Ketiga, untuk tempatkan rakyat banyak sebagai subyek pembangunan ekonomi dan juga untuk memberikan akses terhadap pengambilan keputusan ekonomi mainstream maka harus dilakukan perombakan total terhadap UU BUMN dan BUMD yang selama ini semua diperserokan dan jadi sapi perahan kepentingan kongkalilong bisnis antara elit politik dan elit kaya. BUMN dan BUMD harus dibagi sahamnya ke seluruh rakyat Indonesia agar rakyat turut menikmati, mengawasi dan mengontrol perusahaan perusahaan yang sesungguhnya milik rakyat ini. 

Keempat, agar rakyat merasakan keadilan ekonomi maka harus dibuat regulasi setingkat UU bahwa setiap buruh itu harus juga mendapatkan saham di perusahaan minimal idealnya 20 atau syukur 51 persen agar buruh bukan hanya jadi obyek eksploitasi bisnis seperti selama ini. Agar rakyat buruh tidak terus menjadi obyek bagi pengerukan keuntungan para konglomerat kaya raya. 

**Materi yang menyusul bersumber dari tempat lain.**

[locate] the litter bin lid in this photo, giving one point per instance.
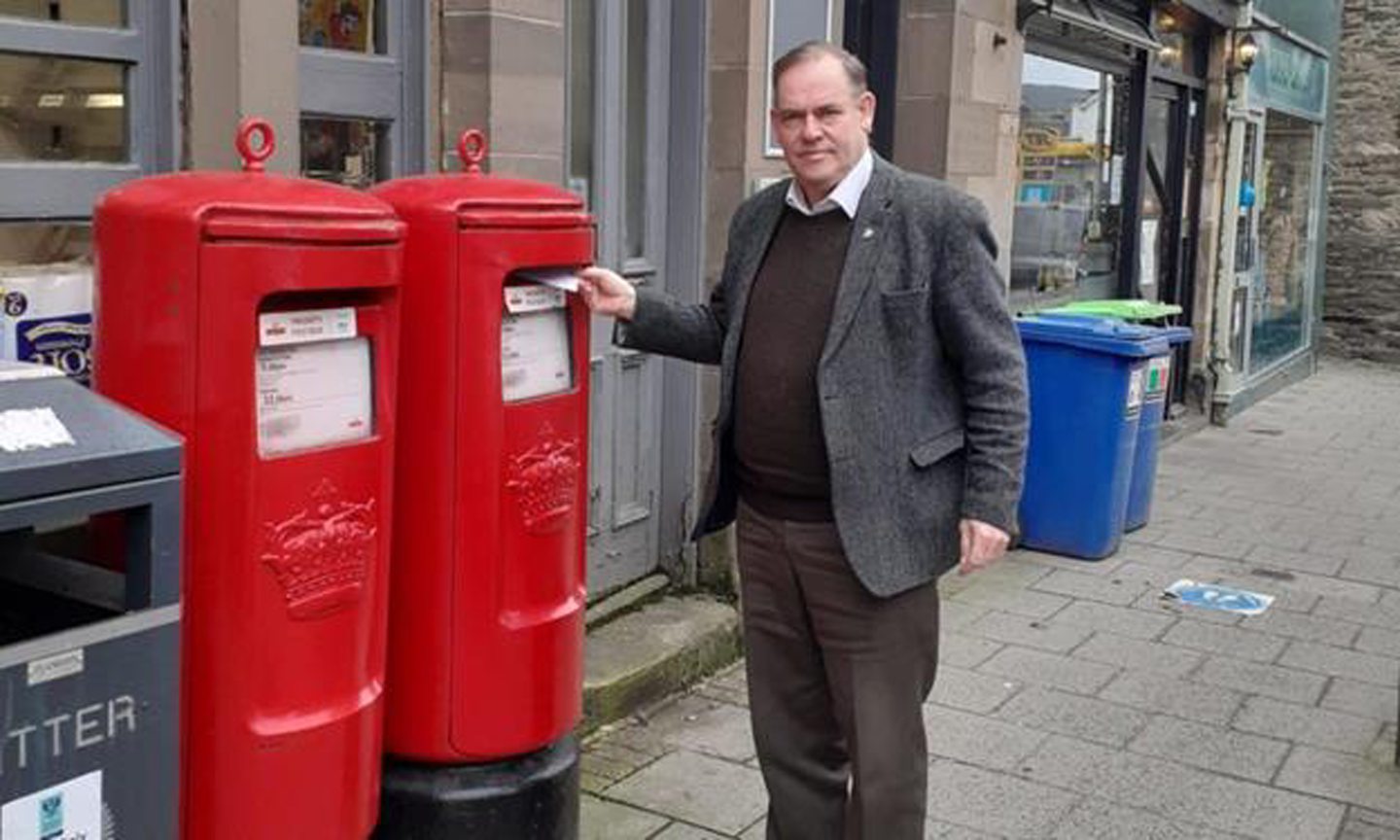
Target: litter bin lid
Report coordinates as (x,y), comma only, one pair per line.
(1100,334)
(1122,309)
(1173,334)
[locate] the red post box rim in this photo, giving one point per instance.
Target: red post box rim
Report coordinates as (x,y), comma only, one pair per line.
(254,156)
(471,147)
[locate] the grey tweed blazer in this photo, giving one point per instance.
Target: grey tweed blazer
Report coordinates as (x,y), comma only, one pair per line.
(922,379)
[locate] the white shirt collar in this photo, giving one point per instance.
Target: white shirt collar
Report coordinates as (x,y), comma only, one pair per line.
(846,196)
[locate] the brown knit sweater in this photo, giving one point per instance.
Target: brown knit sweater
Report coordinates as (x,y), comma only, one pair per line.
(779,448)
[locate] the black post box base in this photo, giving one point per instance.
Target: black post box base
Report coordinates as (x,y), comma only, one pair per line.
(532,797)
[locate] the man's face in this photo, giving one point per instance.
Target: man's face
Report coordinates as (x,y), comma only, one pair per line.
(822,123)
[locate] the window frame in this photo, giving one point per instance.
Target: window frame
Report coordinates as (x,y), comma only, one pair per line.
(390,88)
(44,191)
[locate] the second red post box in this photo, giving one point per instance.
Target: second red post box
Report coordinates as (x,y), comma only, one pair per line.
(487,601)
(258,317)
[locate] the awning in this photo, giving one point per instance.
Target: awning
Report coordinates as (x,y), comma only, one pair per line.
(1095,18)
(1227,13)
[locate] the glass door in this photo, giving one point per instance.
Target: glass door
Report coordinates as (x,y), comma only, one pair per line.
(1170,204)
(1279,286)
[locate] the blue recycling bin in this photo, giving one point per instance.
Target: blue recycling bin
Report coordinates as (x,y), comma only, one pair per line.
(1149,429)
(1087,384)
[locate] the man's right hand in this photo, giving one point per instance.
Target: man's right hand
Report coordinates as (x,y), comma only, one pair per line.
(607,293)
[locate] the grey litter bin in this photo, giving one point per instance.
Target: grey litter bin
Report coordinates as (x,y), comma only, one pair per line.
(89,499)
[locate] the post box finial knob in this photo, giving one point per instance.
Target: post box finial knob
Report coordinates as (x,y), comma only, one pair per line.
(254,156)
(471,147)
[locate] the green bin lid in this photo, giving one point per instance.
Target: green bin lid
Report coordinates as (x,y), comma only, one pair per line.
(1120,309)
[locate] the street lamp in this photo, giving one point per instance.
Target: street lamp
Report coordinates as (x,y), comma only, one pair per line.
(1246,51)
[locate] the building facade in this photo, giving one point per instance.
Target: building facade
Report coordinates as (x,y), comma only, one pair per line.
(1359,312)
(1125,149)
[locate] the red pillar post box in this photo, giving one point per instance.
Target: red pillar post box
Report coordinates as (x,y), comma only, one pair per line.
(258,317)
(487,616)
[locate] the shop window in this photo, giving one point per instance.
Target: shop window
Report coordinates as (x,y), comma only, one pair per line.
(62,110)
(1068,206)
(363,89)
(352,25)
(88,101)
(79,13)
(1285,210)
(347,152)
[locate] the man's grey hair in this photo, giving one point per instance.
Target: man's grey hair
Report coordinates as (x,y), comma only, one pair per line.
(812,51)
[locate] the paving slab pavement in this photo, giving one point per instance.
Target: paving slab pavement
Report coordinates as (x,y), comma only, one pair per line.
(1075,703)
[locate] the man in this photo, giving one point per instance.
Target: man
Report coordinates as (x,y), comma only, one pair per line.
(871,435)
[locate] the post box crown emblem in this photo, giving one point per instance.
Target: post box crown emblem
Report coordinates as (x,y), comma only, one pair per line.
(322,553)
(544,480)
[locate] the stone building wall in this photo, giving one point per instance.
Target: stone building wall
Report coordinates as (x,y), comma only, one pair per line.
(1361,304)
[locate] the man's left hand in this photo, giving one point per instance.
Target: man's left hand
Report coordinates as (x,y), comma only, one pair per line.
(982,544)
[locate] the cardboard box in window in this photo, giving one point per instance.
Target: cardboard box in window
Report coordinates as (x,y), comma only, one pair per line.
(47,317)
(337,24)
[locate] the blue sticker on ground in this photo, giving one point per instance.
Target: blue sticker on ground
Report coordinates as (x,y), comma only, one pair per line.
(1221,598)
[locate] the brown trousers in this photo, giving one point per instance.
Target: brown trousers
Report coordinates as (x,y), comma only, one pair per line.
(837,680)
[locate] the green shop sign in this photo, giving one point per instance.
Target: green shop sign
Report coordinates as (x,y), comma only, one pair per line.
(1288,77)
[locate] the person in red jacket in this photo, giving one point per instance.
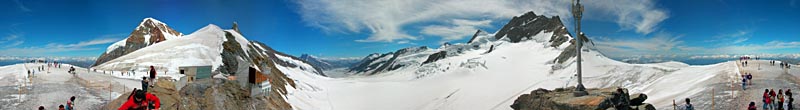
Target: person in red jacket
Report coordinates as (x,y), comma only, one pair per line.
(141,100)
(152,76)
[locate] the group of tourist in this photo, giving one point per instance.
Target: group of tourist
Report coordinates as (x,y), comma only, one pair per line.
(775,101)
(70,105)
(746,80)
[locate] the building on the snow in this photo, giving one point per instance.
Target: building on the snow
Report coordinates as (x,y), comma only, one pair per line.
(195,72)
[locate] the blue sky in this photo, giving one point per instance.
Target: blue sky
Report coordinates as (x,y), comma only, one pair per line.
(355,28)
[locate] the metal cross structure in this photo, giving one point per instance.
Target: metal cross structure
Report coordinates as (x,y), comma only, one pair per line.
(577,12)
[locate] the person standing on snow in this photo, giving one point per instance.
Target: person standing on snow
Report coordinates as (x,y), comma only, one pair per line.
(152,75)
(688,105)
(144,83)
(71,103)
(780,99)
(766,99)
(141,100)
(750,77)
(744,83)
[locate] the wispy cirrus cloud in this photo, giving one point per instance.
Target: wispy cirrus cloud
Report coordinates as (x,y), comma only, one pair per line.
(387,20)
(667,44)
(660,43)
(459,29)
(14,50)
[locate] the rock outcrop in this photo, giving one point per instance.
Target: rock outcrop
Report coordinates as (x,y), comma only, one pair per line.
(529,24)
(150,31)
(598,99)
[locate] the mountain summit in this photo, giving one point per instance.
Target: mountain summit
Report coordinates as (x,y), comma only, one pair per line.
(150,31)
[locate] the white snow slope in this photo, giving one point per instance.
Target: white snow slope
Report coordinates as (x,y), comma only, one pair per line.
(475,80)
(201,48)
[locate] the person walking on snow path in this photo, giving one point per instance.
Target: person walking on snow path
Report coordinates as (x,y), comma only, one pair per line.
(71,103)
(144,83)
(152,75)
(744,83)
(688,105)
(766,99)
(772,96)
(141,100)
(750,77)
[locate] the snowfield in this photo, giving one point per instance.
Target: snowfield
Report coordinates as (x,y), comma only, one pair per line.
(201,48)
(474,79)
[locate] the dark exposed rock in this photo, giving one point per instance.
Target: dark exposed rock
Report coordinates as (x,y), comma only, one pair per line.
(563,99)
(236,27)
(136,40)
(327,64)
(638,99)
(570,51)
(374,65)
(232,54)
(530,24)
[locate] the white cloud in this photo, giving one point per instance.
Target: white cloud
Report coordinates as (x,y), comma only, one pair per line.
(12,50)
(459,29)
(96,41)
(11,41)
(386,20)
(661,43)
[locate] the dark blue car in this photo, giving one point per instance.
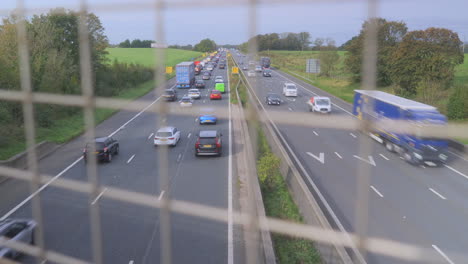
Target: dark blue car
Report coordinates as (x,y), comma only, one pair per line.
(208,119)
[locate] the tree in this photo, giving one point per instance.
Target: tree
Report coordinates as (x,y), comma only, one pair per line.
(426,55)
(318,43)
(205,45)
(304,39)
(389,35)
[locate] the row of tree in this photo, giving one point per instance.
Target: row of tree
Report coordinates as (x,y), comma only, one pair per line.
(136,43)
(405,58)
(54,57)
(288,41)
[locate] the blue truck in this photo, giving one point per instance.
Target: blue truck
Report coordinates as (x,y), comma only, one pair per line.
(378,105)
(185,74)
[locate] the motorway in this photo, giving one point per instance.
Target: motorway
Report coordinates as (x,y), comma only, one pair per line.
(131,233)
(425,206)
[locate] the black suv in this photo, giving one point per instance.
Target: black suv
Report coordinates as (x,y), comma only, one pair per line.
(208,143)
(170,95)
(105,148)
(199,84)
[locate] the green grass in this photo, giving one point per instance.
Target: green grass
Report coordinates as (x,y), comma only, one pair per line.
(68,128)
(279,204)
(461,72)
(146,56)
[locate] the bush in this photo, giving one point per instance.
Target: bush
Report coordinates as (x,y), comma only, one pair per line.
(457,107)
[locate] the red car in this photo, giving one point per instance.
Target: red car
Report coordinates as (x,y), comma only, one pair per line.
(215,95)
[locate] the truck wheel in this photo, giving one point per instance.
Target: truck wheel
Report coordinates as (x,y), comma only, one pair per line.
(389,146)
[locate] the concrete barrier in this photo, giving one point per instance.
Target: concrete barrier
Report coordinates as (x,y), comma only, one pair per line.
(20,161)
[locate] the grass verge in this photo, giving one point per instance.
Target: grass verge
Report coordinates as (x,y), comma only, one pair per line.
(68,128)
(234,79)
(279,204)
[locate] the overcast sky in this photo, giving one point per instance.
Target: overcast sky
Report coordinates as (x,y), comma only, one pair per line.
(339,20)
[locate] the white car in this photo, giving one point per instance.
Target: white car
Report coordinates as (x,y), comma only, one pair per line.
(219,79)
(320,104)
(194,94)
(167,136)
(289,89)
(186,102)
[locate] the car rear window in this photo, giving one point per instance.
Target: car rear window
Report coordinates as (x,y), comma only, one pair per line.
(163,134)
(207,141)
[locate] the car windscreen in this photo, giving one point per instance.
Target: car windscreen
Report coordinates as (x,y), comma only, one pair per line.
(322,102)
(207,141)
(163,134)
(98,145)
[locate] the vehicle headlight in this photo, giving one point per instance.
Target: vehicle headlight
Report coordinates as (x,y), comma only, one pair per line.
(443,157)
(418,156)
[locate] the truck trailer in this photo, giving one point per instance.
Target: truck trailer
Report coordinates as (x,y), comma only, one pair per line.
(265,62)
(185,74)
(378,105)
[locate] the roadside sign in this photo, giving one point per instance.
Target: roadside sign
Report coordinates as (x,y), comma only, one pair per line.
(313,66)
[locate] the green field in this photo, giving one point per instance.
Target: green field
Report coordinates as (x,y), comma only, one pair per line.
(146,56)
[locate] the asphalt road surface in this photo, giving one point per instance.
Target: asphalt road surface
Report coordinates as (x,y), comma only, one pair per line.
(425,206)
(131,233)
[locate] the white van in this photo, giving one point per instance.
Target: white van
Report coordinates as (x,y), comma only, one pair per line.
(289,89)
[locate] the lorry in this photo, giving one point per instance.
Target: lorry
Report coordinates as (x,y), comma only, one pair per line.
(378,105)
(265,62)
(319,104)
(185,74)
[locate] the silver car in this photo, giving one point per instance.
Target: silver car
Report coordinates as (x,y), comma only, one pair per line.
(194,94)
(18,230)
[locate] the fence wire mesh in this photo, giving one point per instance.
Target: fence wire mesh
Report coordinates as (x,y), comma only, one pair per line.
(327,239)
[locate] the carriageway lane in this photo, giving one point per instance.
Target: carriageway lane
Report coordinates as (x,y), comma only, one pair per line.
(131,232)
(408,212)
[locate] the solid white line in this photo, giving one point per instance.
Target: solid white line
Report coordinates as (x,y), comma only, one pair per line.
(376,191)
(161,195)
(438,194)
(70,166)
(454,170)
(40,189)
(230,220)
(443,254)
(461,157)
(99,196)
(130,159)
(381,155)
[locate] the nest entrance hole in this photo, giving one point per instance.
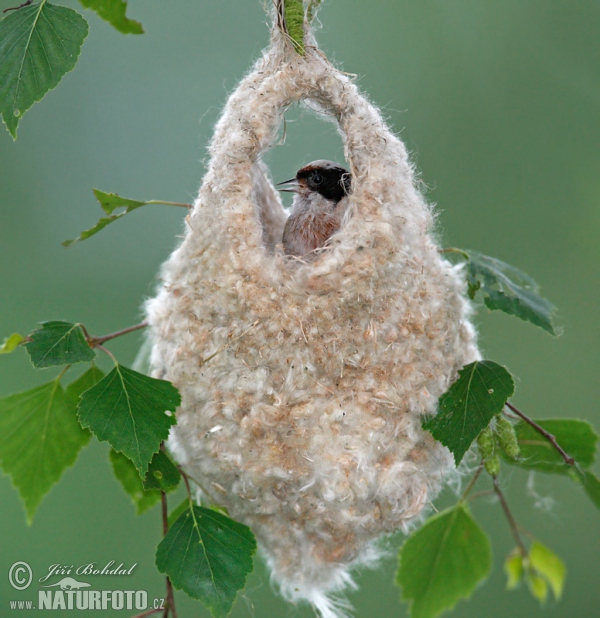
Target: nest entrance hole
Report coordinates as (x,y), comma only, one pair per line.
(305,134)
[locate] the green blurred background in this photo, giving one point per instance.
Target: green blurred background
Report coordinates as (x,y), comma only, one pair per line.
(499,104)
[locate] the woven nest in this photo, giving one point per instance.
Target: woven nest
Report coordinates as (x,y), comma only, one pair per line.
(303,384)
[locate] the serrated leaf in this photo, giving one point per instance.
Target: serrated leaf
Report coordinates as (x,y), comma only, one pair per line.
(11,343)
(83,383)
(128,410)
(591,485)
(127,474)
(537,585)
(109,202)
(508,289)
(183,506)
(209,556)
(469,405)
(39,438)
(576,437)
(514,569)
(162,473)
(443,562)
(113,12)
(39,44)
(549,566)
(58,343)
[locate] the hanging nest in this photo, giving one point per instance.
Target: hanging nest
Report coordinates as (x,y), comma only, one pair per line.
(303,384)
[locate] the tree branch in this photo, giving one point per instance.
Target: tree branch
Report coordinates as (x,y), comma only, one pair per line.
(509,516)
(568,460)
(170,604)
(98,341)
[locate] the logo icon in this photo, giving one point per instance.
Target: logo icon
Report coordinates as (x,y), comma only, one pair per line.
(68,583)
(20,575)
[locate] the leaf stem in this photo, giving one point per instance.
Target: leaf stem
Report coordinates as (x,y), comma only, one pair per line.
(509,516)
(101,347)
(95,342)
(16,8)
(170,604)
(568,460)
(164,203)
(148,613)
(455,250)
(472,482)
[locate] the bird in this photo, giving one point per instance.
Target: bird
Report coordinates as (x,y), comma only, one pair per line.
(322,188)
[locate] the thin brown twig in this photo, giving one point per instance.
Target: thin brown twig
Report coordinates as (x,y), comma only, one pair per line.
(16,8)
(568,460)
(170,604)
(97,341)
(101,347)
(509,516)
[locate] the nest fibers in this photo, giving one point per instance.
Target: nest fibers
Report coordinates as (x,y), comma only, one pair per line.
(303,384)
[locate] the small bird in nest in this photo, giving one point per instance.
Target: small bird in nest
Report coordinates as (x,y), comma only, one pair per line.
(321,189)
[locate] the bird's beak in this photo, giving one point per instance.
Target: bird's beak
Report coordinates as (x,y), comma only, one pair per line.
(291,189)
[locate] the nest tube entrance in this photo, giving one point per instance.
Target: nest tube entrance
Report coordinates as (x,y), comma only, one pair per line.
(306,421)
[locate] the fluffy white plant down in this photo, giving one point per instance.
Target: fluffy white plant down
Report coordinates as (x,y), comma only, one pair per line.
(303,384)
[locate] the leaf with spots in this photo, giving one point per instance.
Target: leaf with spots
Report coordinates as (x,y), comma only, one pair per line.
(443,562)
(162,473)
(127,474)
(58,343)
(40,438)
(209,556)
(468,406)
(114,12)
(129,410)
(39,44)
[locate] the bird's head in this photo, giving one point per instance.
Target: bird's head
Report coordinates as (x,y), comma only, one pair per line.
(327,178)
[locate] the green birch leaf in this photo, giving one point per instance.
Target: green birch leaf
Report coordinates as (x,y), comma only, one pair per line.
(39,44)
(537,585)
(506,288)
(183,506)
(39,438)
(58,343)
(113,12)
(162,473)
(514,569)
(84,382)
(209,556)
(10,343)
(469,405)
(129,410)
(127,474)
(576,437)
(443,562)
(591,485)
(549,566)
(109,202)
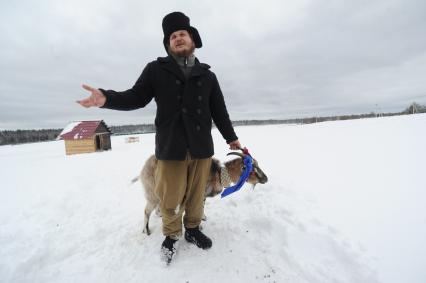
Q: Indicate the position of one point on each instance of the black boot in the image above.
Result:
(195, 236)
(168, 249)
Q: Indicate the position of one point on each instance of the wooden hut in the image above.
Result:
(86, 136)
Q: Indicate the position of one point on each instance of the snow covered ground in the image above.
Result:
(345, 202)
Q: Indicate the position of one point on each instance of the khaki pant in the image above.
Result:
(180, 186)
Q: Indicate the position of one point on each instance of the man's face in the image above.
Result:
(181, 43)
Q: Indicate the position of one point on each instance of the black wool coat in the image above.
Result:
(185, 108)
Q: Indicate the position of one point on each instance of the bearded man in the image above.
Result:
(188, 98)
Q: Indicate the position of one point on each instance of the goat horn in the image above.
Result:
(236, 153)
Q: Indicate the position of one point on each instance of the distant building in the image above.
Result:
(86, 136)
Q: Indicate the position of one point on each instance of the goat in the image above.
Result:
(220, 177)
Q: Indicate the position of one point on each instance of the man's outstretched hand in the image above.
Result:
(96, 98)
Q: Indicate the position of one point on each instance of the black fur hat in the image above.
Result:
(178, 21)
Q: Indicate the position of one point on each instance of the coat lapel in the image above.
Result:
(170, 65)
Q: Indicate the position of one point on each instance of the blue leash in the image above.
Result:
(248, 162)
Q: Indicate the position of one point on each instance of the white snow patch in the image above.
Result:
(344, 203)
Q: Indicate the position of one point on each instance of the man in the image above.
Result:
(188, 97)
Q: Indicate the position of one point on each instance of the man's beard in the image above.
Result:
(182, 53)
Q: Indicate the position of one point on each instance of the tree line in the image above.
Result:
(27, 136)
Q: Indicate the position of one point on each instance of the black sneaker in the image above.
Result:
(195, 236)
(168, 249)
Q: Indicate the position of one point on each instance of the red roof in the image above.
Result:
(81, 130)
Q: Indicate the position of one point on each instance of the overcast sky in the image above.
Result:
(273, 59)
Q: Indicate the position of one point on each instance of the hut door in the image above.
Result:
(98, 142)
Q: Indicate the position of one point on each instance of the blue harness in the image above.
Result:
(248, 163)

Kelima,  untuk meningkatkan pemerataan dan keadilan perlu dirumuskan juga UU tentang pembatasan rasio gaji tertinggi dan terendah karena ini juga jadi sumber ketimpangan dan kekuasaan hegemoni dari elit terhadap rakyat. Dalam praktek lapangan bahkan gaji buruh dan presiden direktur perusahaan itu ada yang hingga 2.200 kali lipat. Pembatasan tersebut adalah minimal 10 kali lipat. 

Keenam, harus ada langkah reformasi besar agar para petani kita yang saat ini 74 persen berisi buruh tani dan petani gurem untuk mendapatkan konsesi kongkrit dari tanah tanah dalam kuasa negara dalam skema reforma agraria yang diserahkan pengelolaanya secara kolektif dalam badan badan hukum milik rakyat terutama koperasi. 

Ketujuh, agar dilakukan restrukturisasi atas kepemilikan perusahaan agar rakyat lokal dapat turut memiliki saham atas perusahaan yang berinvestasi apapun di daerah tersebut. 

Ekonomi Rakyat, Ekonomi Pancasila

Rakyat hari ini, dengan istilah ekonomi kerakyatan ternyata hanya jadi obyek dari kebijakan ekonomi. Istilah ini hanya langengkan kemlaratan dan hegemoni terhadap rakyat. Ekonomi Indonesia yang menganut sistem Pancasila harusnya tunjukkan praktek ekonomi gotong royong itu dalam keseharian kita  Semua agar hidup bersama san kepentingan bersama bangsa ini tetap terjaga. Sebab tidak mungkin ada hidup bersama tanpa ada praktek keadilan dalam hidup kita sebagai bangsa. Kita harus hapuskan penindasan rakyat sampai ke akar akarnya dengan bangun san bangkitkan ekonomi rakyat.(*)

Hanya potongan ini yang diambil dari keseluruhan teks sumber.